Employee wellness programs are all the rage. While the concept is still relatively new, the potential implications of such programs are still being ironed out. Consider for example our recent post about how such plans can comply with other existing federal regulations. As employers struggle to make sure that their programs comply with existing regulations, another aspect of the employer wellness programs cannot be forgotten: taxes. The potential tax implications for both the employer and employee are an important aspect of any wellness program. In a recent Chief Counsel Advice (CCA) the IRS addressed what constitutes taxable income when benefits are provided to employees through a wellness program. Employers and tax-preparers should take note.
As a general matter, an employee may exclude from income employer paid premiums for accident or health insurance and any amounts received as reimbursement for medical care expenses through employer-provided accident or health insurance. The IRS recently addressed whether an employer can exclude from an employee’s income cash rewards paid for participating in a wellness program and reimbursement of premiums for participating in the wellness program if the premiums were originally made by salary deduction.

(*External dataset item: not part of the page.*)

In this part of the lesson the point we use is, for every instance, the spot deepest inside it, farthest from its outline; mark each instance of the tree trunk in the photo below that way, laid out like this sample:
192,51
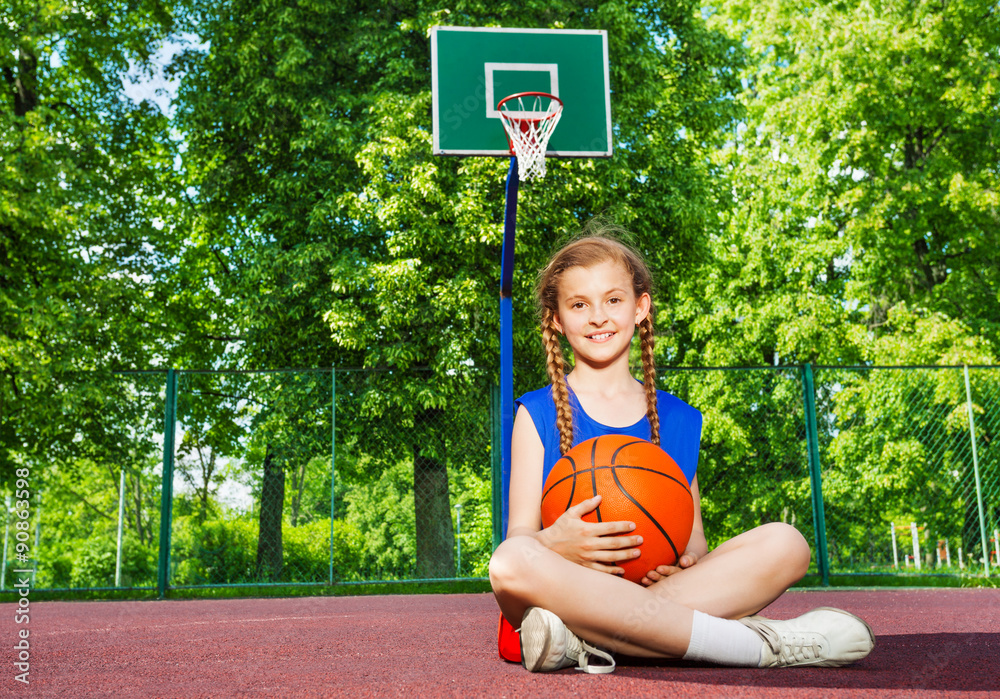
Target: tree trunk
270,556
432,509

Three different factual scenarios that could raise the foregoing questions were addressed in the CCA.
First: when an employer provides all employees certain benefits under a wellness program at no cost to the employees, for example health screening. In addition to those benefits, employees may earn cash rewards such as gym membership fees.
Second: when an employee provides all employees with benefits under a wellness program and employees electing to participate in the wellness program pay a required employee contribution by salary reduction through a section 125 cafeteria plan.
Third: when the same facts as scenario two exist, but the benefits available under the program include a reimbursement of the required employee contribution for the plan that was made through salary reduction.
The CCA concluded that in all three scenarios the coverage provided by the wellness program is excluded as income under an accident and health program, this includes any health screenings or other medical care. However, if an employee earns a cash reward under the program, that amount must be included in the employee’s gross income and is considered a payment of wages subject to employment taxes. The same applies if the employee is awarded a benefit not otherwise excludable from the employee’s income, such as payment of gym membership fees. In which case, the fair market value of the reward should be included in the employee’s gross income and subject to employment taxes. Finally, any reimbursement amounts as in scenario three are in included in gross income and subject to employment taxes.
Navigating the tax code is best left to the professionals. That said, employers should be aware of the tax consequences and make sure they seek the proper tax advice. Likewise tax-preparers should take note of the tax consequences that many clients are likely to face in light of the growing trend of employer wellness programs.